Bei großem Bedarf und Interesse der Inhaber und der Stadt – wieso ist Zwischennutzung nicht gang und gäbe? "Das Immobiliengeschäft ist normalerweise eher konservativ", erklärt Herbert Rabl von der Firma Epple. Bei Künstlern und Kleinunternehmern mache man sich Sorgen: "Wer ist das? Ist der zahlungsfähig? Geht der wieder raus?"

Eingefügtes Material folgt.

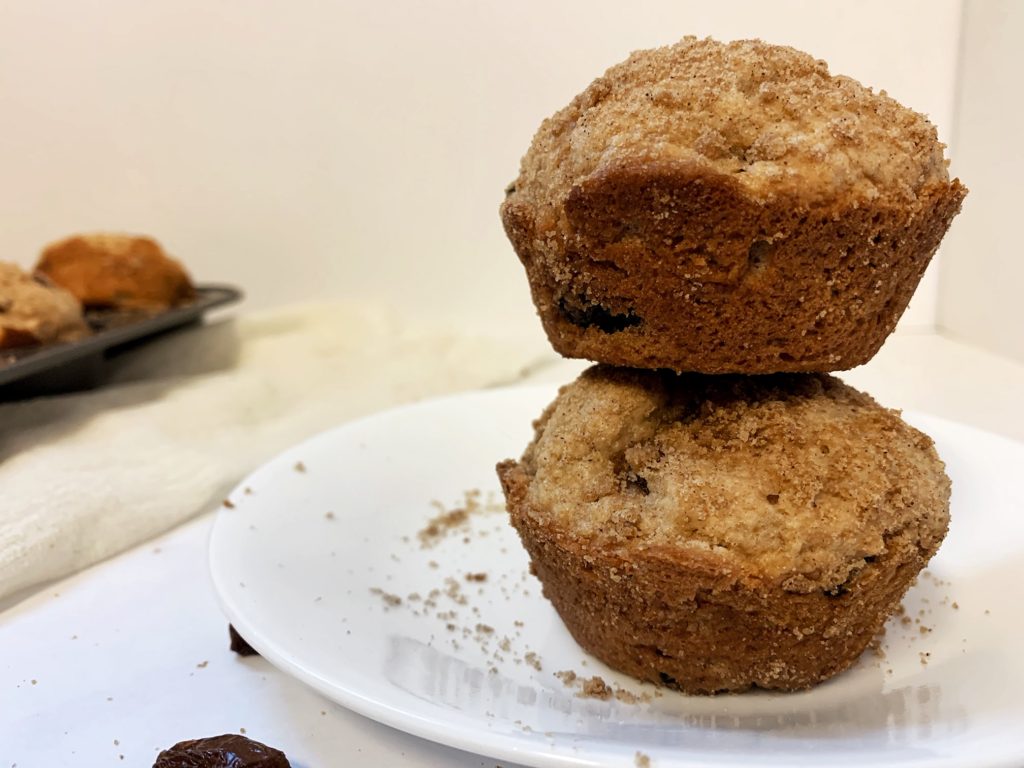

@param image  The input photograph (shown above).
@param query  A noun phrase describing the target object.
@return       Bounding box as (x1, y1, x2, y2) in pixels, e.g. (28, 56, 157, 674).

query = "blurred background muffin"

(498, 365, 951, 692)
(0, 262, 89, 349)
(36, 234, 195, 312)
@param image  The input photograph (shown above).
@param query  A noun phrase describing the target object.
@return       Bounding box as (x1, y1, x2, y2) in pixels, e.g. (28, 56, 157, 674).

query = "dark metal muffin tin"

(0, 284, 241, 400)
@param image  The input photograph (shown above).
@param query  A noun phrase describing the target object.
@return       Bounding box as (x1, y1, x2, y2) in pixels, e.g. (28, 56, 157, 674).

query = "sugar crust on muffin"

(508, 365, 947, 588)
(36, 233, 195, 311)
(510, 37, 953, 211)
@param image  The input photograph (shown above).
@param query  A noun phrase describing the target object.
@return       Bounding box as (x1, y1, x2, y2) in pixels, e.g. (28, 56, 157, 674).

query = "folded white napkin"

(0, 303, 550, 602)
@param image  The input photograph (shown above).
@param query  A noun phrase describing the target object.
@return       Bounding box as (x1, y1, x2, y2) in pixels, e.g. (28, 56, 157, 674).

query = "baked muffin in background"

(0, 262, 89, 349)
(497, 366, 950, 693)
(36, 233, 195, 312)
(501, 37, 966, 374)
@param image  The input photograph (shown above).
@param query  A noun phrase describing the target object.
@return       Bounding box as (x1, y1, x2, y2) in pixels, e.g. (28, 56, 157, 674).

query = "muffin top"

(516, 366, 950, 592)
(0, 262, 88, 346)
(507, 37, 952, 209)
(36, 233, 194, 310)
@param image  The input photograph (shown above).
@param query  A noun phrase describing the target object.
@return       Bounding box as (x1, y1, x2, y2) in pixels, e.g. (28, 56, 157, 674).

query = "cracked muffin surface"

(497, 366, 950, 692)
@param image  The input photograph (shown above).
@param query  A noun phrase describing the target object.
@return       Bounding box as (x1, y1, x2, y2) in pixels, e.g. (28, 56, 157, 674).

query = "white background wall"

(938, 0, 1023, 362)
(0, 0, 966, 338)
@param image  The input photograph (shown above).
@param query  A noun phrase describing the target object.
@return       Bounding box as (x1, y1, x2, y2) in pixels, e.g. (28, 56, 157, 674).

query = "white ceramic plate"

(209, 386, 1024, 768)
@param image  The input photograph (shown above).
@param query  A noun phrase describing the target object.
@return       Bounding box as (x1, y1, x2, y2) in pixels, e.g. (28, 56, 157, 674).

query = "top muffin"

(502, 38, 966, 373)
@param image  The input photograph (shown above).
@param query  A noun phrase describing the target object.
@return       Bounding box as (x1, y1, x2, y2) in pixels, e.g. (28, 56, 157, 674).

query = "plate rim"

(208, 385, 1024, 768)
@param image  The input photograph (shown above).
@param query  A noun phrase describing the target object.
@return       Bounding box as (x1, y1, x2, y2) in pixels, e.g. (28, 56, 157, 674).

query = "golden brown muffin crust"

(511, 37, 951, 211)
(36, 233, 195, 311)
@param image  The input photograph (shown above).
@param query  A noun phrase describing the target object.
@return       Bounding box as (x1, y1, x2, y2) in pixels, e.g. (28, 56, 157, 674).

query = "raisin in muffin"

(497, 366, 950, 693)
(0, 262, 89, 349)
(500, 37, 966, 373)
(36, 233, 195, 312)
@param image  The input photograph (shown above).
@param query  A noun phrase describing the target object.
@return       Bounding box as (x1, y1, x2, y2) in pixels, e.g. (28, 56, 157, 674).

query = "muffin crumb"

Hamid von "Team Z" bezeichnet jedoch die Investoren in Heidelberg als grundsätzlich sehr offen. Die Bereitschaft allein reicht allerdings nicht. "Die bürokratischen Hürden sind das eigentliche Problem", so Rabl. Eine Umnutzung habe strenge Voraussetzungen: Fluchtwege, Brandschutz, all das müsse mit den Behörden geklärt werden. "Man braucht fünf, sechs Monate für die Genehmigung – so lange steht das Gebäude leer." Oft sei der Verwaltungsaufwand zu hoch, erklärt Rabl. So wäre das normalerweise auch mit der Auftaktveranstaltung gewesen – doch bei "Team Z" hätten die Ämter auf besonders wohlwollende Weise geurteilt. Nicht gesicherte Bereiche einfach mit Plastikbändern abzusperren, sei gewöhnlich nicht ausreichend, ebenso ungewöhnlich sei eine Behördenlaufzeit von unter fünf Wochen.

Ort des Geschehens

Zufall ist das nicht, schließlich wird "Team Z" von der Stadt gestützt. "Alle ziehen am gleichen Strang", bestätigt Hamid und erklärt: "Ziel ist, eine Vereinfachung des Prozesses hinzukriegen." Ihr Teampartner Kramer wünscht sich eine "Kultur der Zwischennutzung": Jeder solle von dieser Möglichkeit wissen. Dafür seien große Projekte wichtig, die Kurfürsten-Anlage 58 direkt am Hauptbahnhof sei einer dieser "Leuchttürme".